Mercredi dernier, la Première ministre britannique et Jean-Claude Juncker avaient discuté à Bruxelles, des derniers sujets de tension, avant le sommet. La question de l’Irlande, bien sûr, mais aussi celle, moins débattue, de la souveraineté de Gibraltar. Base équipée d’installations militaires et de renseignements, elle a un intérêt géopolitique majeur pour Londres, malgré ses 7 km carrés de surface. Le 23 juin 2016, alors que près de 52 pour cent des Britanniques ont décidé de sortir de l’Union, les Gibraltariens ont voté à 96 pour cent pour le Remain (4). Sur cette question, l’Espagne, qui depuis 300 ans revendique sa souveraineté, a fait planer la menace d’un veto, avant qu’un accord ne soit rendu officiel samedi par le président du gouvernement Pedro Sanchez (1).
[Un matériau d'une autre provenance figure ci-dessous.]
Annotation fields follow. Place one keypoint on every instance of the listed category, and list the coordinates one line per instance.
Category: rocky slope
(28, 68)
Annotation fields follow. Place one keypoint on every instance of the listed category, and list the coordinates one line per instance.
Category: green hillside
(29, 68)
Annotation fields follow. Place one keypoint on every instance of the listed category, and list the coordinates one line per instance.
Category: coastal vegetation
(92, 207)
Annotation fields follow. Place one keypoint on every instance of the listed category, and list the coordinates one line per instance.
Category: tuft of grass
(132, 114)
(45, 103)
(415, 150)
L’hypothèse d’un hard Brexit n’a pas totalement disparu de l’horizon. En deux mots, il s’agirait de voir la Grande-Bretagne sortir du marché intérieur, de l’union douanière et de la juridiction de la Cour de Justice de l’Union. C’est toujours possible. La balle est maintenant dans le camp du Parlement britannique qui doit voter, selon le Times, le 12 décembre (3).

Perspectives :

  • Un vote à la Chambre des Communes sur l’accord de retrait conclu hier par le gouvernement britannique et l’Union européenne est prévu le 12 décembre.
  • La sortie politique du Royaume-Uni de l’Union aura lieu le 29 mars 2019.

Sources :

  1. LLAUDES Salvador, MOLINA Ignacio, OTERO-IGLESIAS Miguel, STEINBERG Federico, Spain and the prospect of Brexit, Elcano Real Instituto, mai 2018.
  2. MAY Theresa, Theresa May’s lettre to the nation : settle this and we can start to build a better Britain, 25 novembre 2018.
  3. SHIPMAN Tim, WHEELER Caroline, New “gang of five” in second cabinet mutiny on Brexit as Theresa May appeals to voters, The Times, 25 novembre 2018.
  4. Quel avenir pour Gibraltar après le Brexit ?, Toute l’Europe, 29 mai 2018.
  5. UK Government, Draft Agreement on the withdrawal ofthe United Kingdom of Great Britain and Northern Ireland from the European Union and the European Atomic Energy Community, 14 novembre 2018.
  6. UK Government, Political declaration setting out the framework for the future relationship between the European Union and the United Kingdom, 22 novembre 2018.
  7. WISHART Ian, The Brexit Declaration on Future Ties : The Breakdown, Bloomberg, 22 novembre 2018.